Other tips for mentors to support growth mindset
Although this toolkit has stressed the importance of growth mindset, please keep in mind that delivering messages and advice around mindsets will likely be just one part of what you talk about and do with your mentee. Your relationship will grow and evolve in countless ways as you engage in meaningful activities, talk about serious topics, learn new skills, solve problems, and just have fun together. But do try to be intentional, in those meaningful moments where your mentee doubts themselves or feels like they don’t have it in them to get better at something, about reinforcing a growth mindset. It shouldn't get in the way of your conversations and interactions, but it can reinforce exactly the right way of thinking at just the right time. Those are the moments that make the long-term impact of a mentor truly special.
There are other things to keep in mind as you go on this growth mindset journey with your mentee:
- Challenges aren’t overcome all at once — As noted in The Importance of Reframing Mistakes, patience is an important principle when it comes to adopting and applying a growth mindset. It takes practice to know when and how to apply these ways of thinking. And even if you have a strong growth mindset, we all think in a fixed mindset sometimes. A desire for instant results can lead to disappointments when confronted with a big challenge, such as a complicated algebra lesson or a difficult hobby. One effective strategy is to remember that problems are best solved by breaking them up into smaller discrete goals. Similarly, your mentee may find the most success by focusing on a few aspects of a problem or challenge at a time.
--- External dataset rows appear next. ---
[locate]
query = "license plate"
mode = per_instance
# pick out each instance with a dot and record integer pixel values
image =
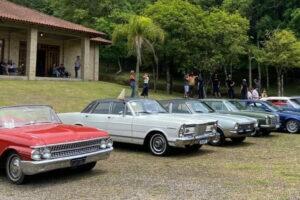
(77, 162)
(203, 141)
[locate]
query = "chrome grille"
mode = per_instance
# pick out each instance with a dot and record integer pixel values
(246, 126)
(76, 148)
- Be authentic — One of the keys to getting youth to reflect on, and improve, their mindset is to weave these messages about growth mindset into your relationship and conversations in organic ways that don’t feel forced or unnatural. Do your best to be genuine with your mentee and say things in the way you tend to speak, not in some canned or pre-rehearsed way. Kids will know when you are simply parroting some talking point or going through the motions of things you are “supposed” to say. So always make sure you are listening to what your mentee is truly saying and approach these mindset strategies from a genuine place.
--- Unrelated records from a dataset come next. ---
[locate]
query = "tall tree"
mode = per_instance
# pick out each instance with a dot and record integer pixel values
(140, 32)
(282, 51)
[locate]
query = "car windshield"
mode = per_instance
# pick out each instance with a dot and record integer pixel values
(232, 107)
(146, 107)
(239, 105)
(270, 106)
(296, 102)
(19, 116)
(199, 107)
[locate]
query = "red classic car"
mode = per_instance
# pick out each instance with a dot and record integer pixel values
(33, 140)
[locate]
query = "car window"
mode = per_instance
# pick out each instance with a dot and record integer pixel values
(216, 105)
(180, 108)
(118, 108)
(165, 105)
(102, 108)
- Be honest about the limits of what you know — Don’t be afraid to admit when you don’t know something, especially related to growth mindset, which you are just learning about yourself. A student might say something like “Why is it so much harder for me than other people?” A mentor’s first instinct might be to negate that premise and deny that it is much harder for their mentee in an effort to protect them. But a better approach might be to say, “I don’t know why… Maybe other students have had more practice at home that you don’t see. But it doesn’t matter where they are at because you are in control of how much you improve.”
- Lean on your program staff for support — One of the benefits of mentoring through a program is that the staff of the organization has your back. They are there to make you the most effective mentor you can be, so make sure to ask for their support. Early in the relationship, ask program staff about your mentee’s attitudes and behaviors that might indicate where they sit on the fixed-growth spectrum. And as you encounter all those specific scenarios talked about in One Powerful Word for Growth Mindset, turn to the staff with questions to make sure that you are reinforcing the right messages around growth mindset.
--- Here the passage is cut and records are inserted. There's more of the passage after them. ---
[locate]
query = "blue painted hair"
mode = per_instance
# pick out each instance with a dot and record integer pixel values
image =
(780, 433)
- Help your mentee feel a sense of belonging when they are with you — There is compelling research about the value of belonging in supporting academic success for youth, and how grades and relationships can suffer when that feeling of belonging is absent. While growth mindset has been found to promote belonging, mentors can also help youth feel like they belong through small and large actions that help youth feel respected and valued. For example, mentors can make eye contact with youth and can work to correctly pronounce their names. Mentors can also respond to youths’ challenges or behavior struggles with empathy. For example, if a student has gotten in trouble at school, instead of saying, “You shouldn’t have done that,” you can ask them for their side of the story and then discuss how they might be able to do something differently next time. You can learn more about strategies that promote belonging in the Belonging for Educators Course.
- Try to get parents involved in this effort too — While mentors can be a powerful voice in orienting youth toward a growth mindset, those messages may not have their ultimate impact if they are not being reinforced at home. Both mentors and program staff (depending on the program) should try and include parents and guardians in the information and strategies being promoted around growth mindset. The PERTS Mindset Kit website has a whole toolkit designed specifically for parents, emphasizing the key role they play in helping their child build a growth mindset.
- Keep learning about growth mindset — We’ve only scratched the surface here about mindsets and all the ways that they impact learning and behavior. The downloadable Planning and Activity Guide that follows offers a list of additional reading and resources that you may find helpful in deepening your understanding or directly teaching your mentee about growth mindset.
Thank you for completing this toolkit! Remember that promoting a growth mindset goes hand-in-hand with just being a caring, attentive, and positive mentor and role model. Just be mindful about how you give praise, how you reframe mistakes, and how you help your mentees view themselves.